Où tu calcule au centime près ta monnaie pour acheter ton pain, ils ajoutent à tes centimes des milliers de zéros à t’en flanquer le vertige et hésitent entre la voiture et le yacht de luxe.

Deux mondes parallèles mais dépendants.

La dépendance n’est pas du côté qu’on croit : où le pauvre apprend de haute lutte à survivre avec peu et donc à façonner un monde à sa dimension, le fortuné de bonne bourgeoisie, spéculant sur la dette des pauvres, a besoin d’eux pour s’enrichir toujours plus.

Ce que ne voient pas les pauvres, non par bêtise, mais par préoccupation à survivre dans le monde tordu imposé par les plus riches.

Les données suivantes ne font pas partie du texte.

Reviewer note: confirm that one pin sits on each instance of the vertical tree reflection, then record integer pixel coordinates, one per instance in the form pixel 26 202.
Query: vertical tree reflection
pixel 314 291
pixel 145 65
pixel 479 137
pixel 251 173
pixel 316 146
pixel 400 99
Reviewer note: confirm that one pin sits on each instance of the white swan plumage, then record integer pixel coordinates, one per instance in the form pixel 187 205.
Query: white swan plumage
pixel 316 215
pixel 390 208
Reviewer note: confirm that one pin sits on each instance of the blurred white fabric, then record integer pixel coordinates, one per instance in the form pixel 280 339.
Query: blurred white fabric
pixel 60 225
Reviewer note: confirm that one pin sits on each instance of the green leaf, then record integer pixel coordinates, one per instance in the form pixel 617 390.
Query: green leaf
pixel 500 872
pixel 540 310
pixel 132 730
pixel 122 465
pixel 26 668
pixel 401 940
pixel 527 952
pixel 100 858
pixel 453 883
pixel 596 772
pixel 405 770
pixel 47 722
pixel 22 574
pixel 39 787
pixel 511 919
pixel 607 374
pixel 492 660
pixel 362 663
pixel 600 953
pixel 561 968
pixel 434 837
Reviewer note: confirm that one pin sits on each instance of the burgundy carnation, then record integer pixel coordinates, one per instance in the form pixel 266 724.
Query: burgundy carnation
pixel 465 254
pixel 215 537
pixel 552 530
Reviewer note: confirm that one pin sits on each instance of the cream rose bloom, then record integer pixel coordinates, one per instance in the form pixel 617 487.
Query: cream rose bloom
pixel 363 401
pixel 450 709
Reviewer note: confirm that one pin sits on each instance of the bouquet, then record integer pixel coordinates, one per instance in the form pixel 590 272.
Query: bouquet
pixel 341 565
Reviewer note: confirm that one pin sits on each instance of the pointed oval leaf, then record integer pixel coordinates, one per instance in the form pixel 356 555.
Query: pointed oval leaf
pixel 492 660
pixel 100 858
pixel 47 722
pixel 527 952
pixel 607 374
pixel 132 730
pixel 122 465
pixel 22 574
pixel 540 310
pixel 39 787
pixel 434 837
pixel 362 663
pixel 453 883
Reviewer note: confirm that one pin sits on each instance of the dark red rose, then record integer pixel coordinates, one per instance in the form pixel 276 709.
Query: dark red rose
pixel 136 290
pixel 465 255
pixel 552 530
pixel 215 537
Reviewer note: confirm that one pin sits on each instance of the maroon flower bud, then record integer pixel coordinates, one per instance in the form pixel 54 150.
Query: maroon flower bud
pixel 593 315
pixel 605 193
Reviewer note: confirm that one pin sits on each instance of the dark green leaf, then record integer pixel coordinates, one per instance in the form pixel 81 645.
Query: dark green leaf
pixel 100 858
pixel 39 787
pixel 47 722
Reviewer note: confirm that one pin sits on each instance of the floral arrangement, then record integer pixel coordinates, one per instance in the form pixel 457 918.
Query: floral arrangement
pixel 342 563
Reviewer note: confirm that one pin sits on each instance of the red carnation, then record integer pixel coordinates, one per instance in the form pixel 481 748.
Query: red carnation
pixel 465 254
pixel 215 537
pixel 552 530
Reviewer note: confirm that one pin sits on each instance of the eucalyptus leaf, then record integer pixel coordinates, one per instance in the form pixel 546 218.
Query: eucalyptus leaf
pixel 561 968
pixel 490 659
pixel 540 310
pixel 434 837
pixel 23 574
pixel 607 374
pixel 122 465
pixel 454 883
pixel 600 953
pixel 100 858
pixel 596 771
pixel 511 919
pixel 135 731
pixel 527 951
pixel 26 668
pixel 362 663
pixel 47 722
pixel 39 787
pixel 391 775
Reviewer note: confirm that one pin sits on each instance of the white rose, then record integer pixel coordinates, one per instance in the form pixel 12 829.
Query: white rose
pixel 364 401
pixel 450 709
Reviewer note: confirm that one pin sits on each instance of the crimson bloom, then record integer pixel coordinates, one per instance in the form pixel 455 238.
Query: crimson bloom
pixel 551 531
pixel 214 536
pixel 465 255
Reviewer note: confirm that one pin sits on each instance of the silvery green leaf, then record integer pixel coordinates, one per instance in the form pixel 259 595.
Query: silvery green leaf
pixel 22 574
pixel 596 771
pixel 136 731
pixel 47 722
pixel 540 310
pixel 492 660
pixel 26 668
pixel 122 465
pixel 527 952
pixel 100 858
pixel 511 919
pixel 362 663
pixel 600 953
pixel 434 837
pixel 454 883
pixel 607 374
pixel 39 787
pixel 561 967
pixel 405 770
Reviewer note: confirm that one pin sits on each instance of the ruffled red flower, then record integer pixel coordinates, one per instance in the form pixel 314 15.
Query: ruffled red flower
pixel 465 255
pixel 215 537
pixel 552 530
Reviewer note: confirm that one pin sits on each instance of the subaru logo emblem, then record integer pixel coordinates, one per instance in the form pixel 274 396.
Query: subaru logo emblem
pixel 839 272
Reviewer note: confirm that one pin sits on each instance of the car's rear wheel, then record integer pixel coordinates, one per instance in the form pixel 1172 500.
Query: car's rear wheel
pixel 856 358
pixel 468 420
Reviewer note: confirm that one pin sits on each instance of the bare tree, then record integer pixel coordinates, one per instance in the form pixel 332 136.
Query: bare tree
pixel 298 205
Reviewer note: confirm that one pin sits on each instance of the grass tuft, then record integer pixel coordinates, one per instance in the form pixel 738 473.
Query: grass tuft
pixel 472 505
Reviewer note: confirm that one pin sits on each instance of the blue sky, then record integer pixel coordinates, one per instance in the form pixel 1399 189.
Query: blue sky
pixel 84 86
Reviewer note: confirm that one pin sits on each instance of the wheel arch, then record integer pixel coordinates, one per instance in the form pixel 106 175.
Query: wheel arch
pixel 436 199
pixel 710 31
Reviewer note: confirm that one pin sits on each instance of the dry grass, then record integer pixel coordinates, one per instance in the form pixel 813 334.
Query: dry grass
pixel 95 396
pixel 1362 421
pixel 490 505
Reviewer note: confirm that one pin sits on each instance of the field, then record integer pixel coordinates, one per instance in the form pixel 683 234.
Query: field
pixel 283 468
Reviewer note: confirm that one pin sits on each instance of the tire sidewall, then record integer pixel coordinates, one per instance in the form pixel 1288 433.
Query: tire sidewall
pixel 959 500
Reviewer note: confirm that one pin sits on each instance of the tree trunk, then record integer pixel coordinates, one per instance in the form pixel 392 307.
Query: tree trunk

Un monde où l’avenir est une ombre, certes, mais où, tous ensemble, nous pourrions rallumer les lumières.


Xavier Lainé


20 janvier 2021


mercredi 10 février 2021

Sourde colère 22 (Nouveaux états chroniques de poésie - Volume 12 - Tome 1)

 




"En imaginant les contours d’un monde dont l’Economie serait devenue l’unique religion, les fondateurs de la doctrine capitaliste ne pouvaient que légitimer par avance le projet d’étendre à la culture et au divertissement eux-mêmes les principes implacables de la rationalité marchande."

Jean-Claude Michéa, Impasse Adam Smith, éditions Climats, 2002


Il nous faudrait un palan pour soulever nos paupières lourdes de fatigue.

Chaque jour nous amène son lot d’infâmes décisions.

Quelle souplesse dans nos échines !

Car nous plions, n’est-ce pas ?

Nous plions.


Le seul horizon ouvert rode en arrière-plan d’écrans sans âme.

Nos richesses, non essentielles aux yeux des gestionnaires, attendent un improbable printemps.

Pour le moment, elles grelottent, transies, sous le froid vent soufflé d’une Sibérie de l’être.


Il faudrait fédérer nos colères pour qu’elles éclosent au grand jour.

Nous ne savons pas comment faire, tant les murs insensés nous séparent.

Alors nous attendons l’improbable moment.

Nous en rêvons pourtant de cette élévation de l’âme lorsque nos voix d’abord discordantes finissent par trouver l’harmonie d’un futur libéré.

Nous en rêvons de ce chant qui nous est commun, vital, indispensable quoique maintenu sous le couvercle absurde de leurs rentabilités.

Nous savons, mais ils vont jusqu’à marchander nos connaissances, nous vendre nos propres vies que nous rachetons à crédit.

Ils spéculent même sur nos faillites.

Leurs algorithmes sont les timbales qui rythment nos efforts de galériens pour avancer dans les brumes opaques de vies affaissées.